Вот почему 21 октября 1789 года был принят «Закон о военном положении». Новый закон описывал действия парижского муниципалитета. Действия, обязательные в чрезвычайных ситуациях, чреватых восстаниями. Или же уличными беспорядками, создающими угрозу революционному правительству.

Статья 1 нового закона гласила:

В случае угрозы общественному спокойствию члены муниципалитета в силу обязанностей, возложенных на них коммуной, должны объявить, что для восстановления спокойствия немедленно необходима военная сила,

Нужный сигнал был описан в статье 2. Она гласила:

Это извещение совершается таким способом, что из главного окна ратуши и на улицах вывешивается красное знамя.
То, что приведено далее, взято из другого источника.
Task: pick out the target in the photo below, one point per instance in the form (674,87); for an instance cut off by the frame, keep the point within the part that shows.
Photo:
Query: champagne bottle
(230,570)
Дальнейшее определялось статьей 3:

Когда красное знамя вывешено, всякие скопления народа, вооруженные или невооруженные, признаются преступными и разгоняются военной силой.

Можно отметить, что в данном случае «красное знамя» – по сути еще не знамя. Пока лишь знак. Сигнал опасности, подаваемый флагом красного цвета. Знак угрозы новому порядку. Тому, что был назван революционным. Сигнал, призывающий к защите порядка на улицах.
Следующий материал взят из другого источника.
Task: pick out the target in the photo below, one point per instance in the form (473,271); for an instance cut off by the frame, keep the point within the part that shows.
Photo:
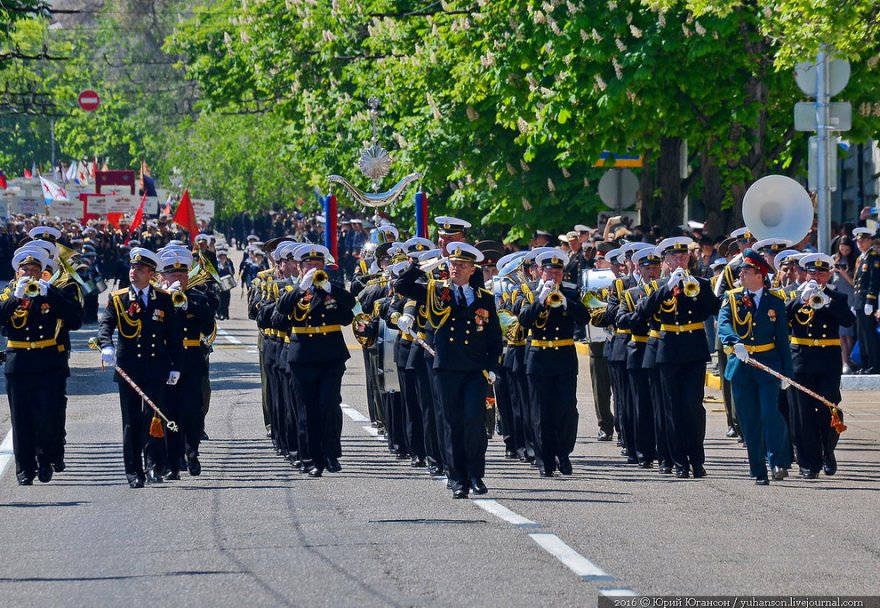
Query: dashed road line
(552,544)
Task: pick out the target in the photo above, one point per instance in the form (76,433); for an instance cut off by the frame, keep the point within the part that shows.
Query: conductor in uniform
(36,363)
(149,349)
(467,342)
(550,318)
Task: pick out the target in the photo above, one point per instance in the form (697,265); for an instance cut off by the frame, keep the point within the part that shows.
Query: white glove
(404,323)
(675,278)
(545,291)
(306,282)
(19,287)
(108,356)
(740,351)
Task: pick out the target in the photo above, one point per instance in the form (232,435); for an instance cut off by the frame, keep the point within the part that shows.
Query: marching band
(458,340)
Но красный флаг недолго оставался сигналом, призывающим защитить хоть какой-то порядок. Вскоре в городском самоуправлении Парижа доминировать стали отчаянные радикалы. Принципиальные и последовательные противники монархии. Даже и конституционной монархии. Благодаря их стараниям, красный флаг обрел новое значение.

Вывешивая красные флаги, городское самоуправление собирало своих сторонников для проведения акций насильственных. Акций, которые должны были устрашить сторонников короля и всех, кто был против радикальных изменений.

Под красными флагами собирались вооруженные санкюлоты. Именно под красным флагом в августе 1792 года отряды санкюлотов, организованные тогдашним городским самоуправлением, шли на штурм Тюильри. Вот тогда красный флаг стал действительно знаменем. Знаменем бескомпромиссных республиканцев. Радикалов. Красное знамя и белое знамя стали символами противоборствующих сторон. Республиканцев и монархистов.

Позже, как известно, красное знамя уже не было столь популярным. Государственным флагом Республики стал французский триколор. В наполеоновскую эпоху о красном знамени почти забыли. А после реставрации монархии оно – в качестве символа – и вовсе утратило актуальность.

Символ этот актуализировался в 1840-е годы. Актуализировался для тех, кто объявил себя наследниками якобинцев. Тогда противопоставление «красных» и «белых» стало общим местом публицистики.

Но французская революция 1848 года завершилась очередной реставрацией монархии. Потому противопоставление «красных» и «белых» опять утратило актуальность.

Вновь оппозиция «красные»/»белые» возникла на исходе франко-прусской войны. Окончательно же она утвердилась с марта по май 1871 года, в период существования Парижской коммуны.

Город-республика Парижская коммуна воспринималась как реализация самых радикальных идей. Парижская коммуна объявила себя наследницей якобинских традиций, наследницей традиций тех санкюлотов, что выходили под красным знаменем защищать «завоевания революции».

Символом преемственности был и государственный флаг. Красный. Соответственно, «красные» – это коммунары. Защитники города-республики.

Как известно, на рубеже XIX – XX веков многие социалисты объявляли себя наследниками коммунаров. А в начале XX века таковыми называли себя прежде всего большевики. Коммунисты. Они и красное знамя считали своим.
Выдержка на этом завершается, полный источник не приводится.